Asintió con la cabeza. Se había vuelto hacia mí y su expresión era reservada, casi indescifrable. Jamás lo había visto así.

– ¿Ha hablado con todas mis chicas?

– Con todas menos con Sunny.

– Ya. ¿Aún no la ha visto?

– No. La he llamado varias veces ayer por la tarde, e incluso la llamé hoy al mediodía, pero no contesta.

– ¿No contesta?

– No. Ella me dejó un aviso anoche, pero cuando llamé ella ya no estaba.

– ¿Ella lo llamó anoche?

– Así es.

– ¿A qué hora?

Traté de recordar.

– Salí del hotel sobre las ocho y volví un poco después de las diez. Me encontré el aviso cuando volví.

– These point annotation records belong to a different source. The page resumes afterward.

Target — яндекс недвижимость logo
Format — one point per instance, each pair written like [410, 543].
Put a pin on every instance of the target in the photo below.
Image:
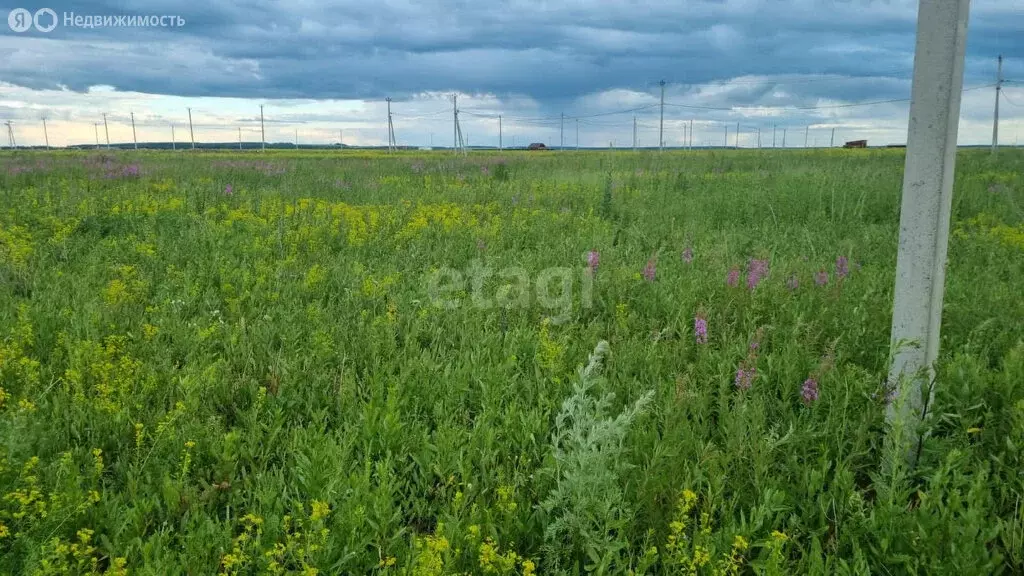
[45, 19]
[19, 19]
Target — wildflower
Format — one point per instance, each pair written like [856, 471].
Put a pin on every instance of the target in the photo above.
[842, 268]
[733, 279]
[810, 391]
[593, 259]
[756, 272]
[700, 329]
[649, 270]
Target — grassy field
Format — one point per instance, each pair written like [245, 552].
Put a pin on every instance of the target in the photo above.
[551, 363]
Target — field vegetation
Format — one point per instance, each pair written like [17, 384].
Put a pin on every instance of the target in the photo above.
[675, 363]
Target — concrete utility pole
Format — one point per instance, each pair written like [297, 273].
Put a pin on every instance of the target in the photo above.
[634, 132]
[192, 133]
[928, 183]
[133, 138]
[390, 127]
[995, 119]
[660, 127]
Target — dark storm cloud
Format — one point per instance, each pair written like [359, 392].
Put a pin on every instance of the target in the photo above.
[551, 51]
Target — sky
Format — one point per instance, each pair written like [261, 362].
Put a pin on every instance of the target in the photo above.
[322, 70]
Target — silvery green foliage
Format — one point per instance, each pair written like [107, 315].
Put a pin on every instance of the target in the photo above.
[586, 504]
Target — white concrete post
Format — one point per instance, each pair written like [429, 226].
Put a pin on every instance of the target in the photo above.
[928, 182]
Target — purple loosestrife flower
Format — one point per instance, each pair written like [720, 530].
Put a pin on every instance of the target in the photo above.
[810, 391]
[700, 329]
[755, 272]
[842, 268]
[650, 270]
[733, 278]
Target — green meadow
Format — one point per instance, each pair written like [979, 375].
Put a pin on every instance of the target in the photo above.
[519, 363]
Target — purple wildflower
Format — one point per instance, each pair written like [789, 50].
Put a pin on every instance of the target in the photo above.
[842, 268]
[755, 272]
[733, 278]
[810, 391]
[650, 270]
[744, 377]
[700, 329]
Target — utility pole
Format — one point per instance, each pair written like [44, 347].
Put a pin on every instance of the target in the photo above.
[133, 138]
[660, 127]
[925, 214]
[192, 133]
[634, 132]
[995, 119]
[390, 127]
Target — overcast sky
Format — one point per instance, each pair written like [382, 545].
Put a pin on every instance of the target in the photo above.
[323, 67]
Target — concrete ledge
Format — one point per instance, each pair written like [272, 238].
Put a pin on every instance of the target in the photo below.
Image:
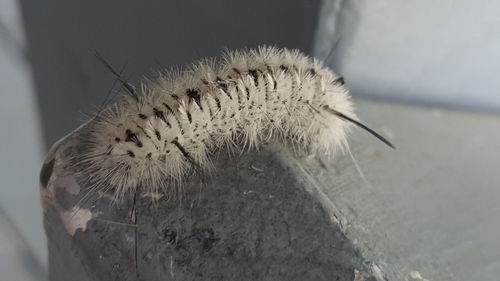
[260, 217]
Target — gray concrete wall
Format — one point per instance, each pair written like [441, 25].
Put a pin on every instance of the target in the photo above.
[428, 52]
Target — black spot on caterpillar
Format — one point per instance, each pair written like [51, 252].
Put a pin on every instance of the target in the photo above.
[242, 99]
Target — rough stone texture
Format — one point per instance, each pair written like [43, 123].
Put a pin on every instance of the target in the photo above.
[258, 217]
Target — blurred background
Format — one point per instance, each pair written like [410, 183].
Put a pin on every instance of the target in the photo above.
[425, 71]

No sé a qué hora lo dejó. La gente de conserjería casi nunca anotan la hora, aunque se supone que deben hacerlo. De cualquier manera me deshice del papel.

– No había ningún motivo para guardarlo.

– No. ¿Qué importancia puede tener la hora a la que llamara?

Me miró largamente. Puede ver una aureola dorada dentro de sus profundos ojos marrones. Luego dijo:

– Mierda, no sé lo que hacer. No estoy acostumbrado a este tipo de cosas. Por lo general sé lo que tengo que hacer.

No dije nada.

– Usted es mi hombre, ya que trabaja para mí. Pero no estoy seguro de lo que eso significa.

– No sé adónde quiere ir, Chance.

– Mierda. El problema es que no sé hasta qué punto puedo confiar en usted. Es ahí a donde quiero ir. De hecho tengo que confiar en usted. La prueba es que lo llevé a mi casa. Nunca había llevado a nadie más a mi casa. ¿Por qué hice eso?

– No lo sé.

– Quiero decir que si fuera para presumir. Algo así como decir: "Vea la clase que tiene este negro". ¿O es que lo invité para que usted viera mi espíritu? Qué más da. Mierda, sea lo que sea tengo que confiar en usted. ¿Pero tengo razón para ello?

– Yo no puedo pensar por usted.

– No, no puede -clavó su barbilla entre el pulgar y el índice-. La llamé anoche, a Sunny, dos veces, no hubo respuesta, al igual que usted. Bueno no es nada serio. No había contestador pero eso tampoco es grave porque a veces se olvida de conectarlo. Luego llamé otra vez, una hora y media o dos horas más tarde, y de nuevo no hubo respuesta. ¿De manera que qué hice? Me fui a su casa en el auto. Por supuesto tengo una llave. Es mi apartamento. ¿Por qué no habría de tener una llave?

Ahora ya sabía a donde quería ir, pero dejé que lo dijera el mismo.

– Pues bien, estaba ahí. Aún está ahí. Lo ve, sigue ahí, pero muerta.